New research released last week claimed the Ethereum network is susceptible to “frontrunning” bots picking off traders on the network.

Frontrunners Running Amok

Called “Ethereum is a dark forest,” the paper was published by Paradigm researchers Dan Robinson and Georgios Konstantopoulos and focused on the rise of decentralized exchanges (DEXs) and bots on the Ethereum network.

They wrote that due to the design of Ethereum’s mempool – the so-called term for a set of unconfirmed transactions – a particular vulnerability allows arbitrage bots to monitor pending transactions in the Ethereum mempool and attempt to exploit profitable opportunities created by them.

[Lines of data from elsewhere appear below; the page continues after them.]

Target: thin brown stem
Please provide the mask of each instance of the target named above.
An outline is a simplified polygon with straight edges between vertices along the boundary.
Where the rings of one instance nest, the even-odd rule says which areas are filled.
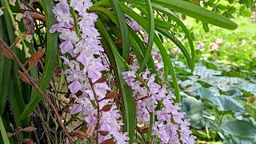
[[[6,46],[7,46],[6,44],[5,44]],[[59,124],[61,125],[62,130],[64,131],[65,135],[66,136],[67,139],[69,140],[69,142],[70,143],[74,143],[71,140],[71,138],[69,134],[69,132],[67,131],[67,130],[65,128],[62,122],[62,118],[60,117],[60,115],[58,114],[54,105],[51,102],[50,99],[47,97],[47,95],[45,94],[45,92],[40,88],[40,86],[38,86],[38,82],[28,74],[26,69],[24,67],[24,66],[22,65],[22,63],[20,62],[20,60],[18,59],[18,58],[16,56],[16,54],[13,52],[13,50],[7,46],[6,50],[8,50],[9,52],[10,52],[13,55],[14,60],[18,64],[18,66],[22,69],[22,70],[24,71],[25,74],[26,75],[26,77],[30,79],[31,84],[35,86],[35,88],[39,91],[39,93],[42,95],[42,97],[47,101],[47,102],[50,104],[51,109],[54,110],[54,113],[55,114],[57,119],[59,122]]]
[[[100,110],[99,110],[99,101],[98,99],[97,94],[95,93],[94,88],[94,84],[91,82],[91,80],[88,78],[89,79],[89,82],[91,87],[91,90],[93,90],[94,95],[94,99],[96,101],[96,104],[97,104],[97,124],[96,124],[96,144],[98,144],[98,127],[99,127],[99,121],[100,121]]]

For the uninitiated, arbitrage bots are tools that examine prices across exchanges and make trades in order to take advantage of discrepancies. Because the price of a cryptocurrency like Bitcoin tends to vary somewhat from exchange to exchange, bots that can move fast enough can beat exchanges that are delayed in updating their prices.

And with this predetermined algorithms come frontrunners. These are specialized bots that copy any available trade and profit on relevant transactions that ensue afterward. It is these that the researchers say are running on Ethereum and picking off the trades of retail users.

Bots Run on Contract within Seconds

Robinson said he noticed the occurrence while trying to gain some ETH stuck in a smart contract. But even after contacting engineers and working on deploying a smart contract to do so; they failed to regain their currency as frontrunners acted right before Robinson deployed his contract.

Even under time pressure, we should have stuck to the plan. If we had spent more time on the scripts, tweaked the contracts (perhaps changing the Getter contract to do nothing instead of reverting if called before being activated), or even synced our own node to avoid using Infura, we probably would have been able to get the transactions into the same block, said the researcher.

He added the team was trying to submit a transaction that looked like it would fail based on the current blockchain state, which Infura has reasonable protection against. But using their own node could have sidestepped that problem.

Meanwhile, Robinson concluded:

Better yet, if you happen to know a miner (we didn’t), you could have them include the transaction directly in a block, skipping the mempool—and the monsters—entirely.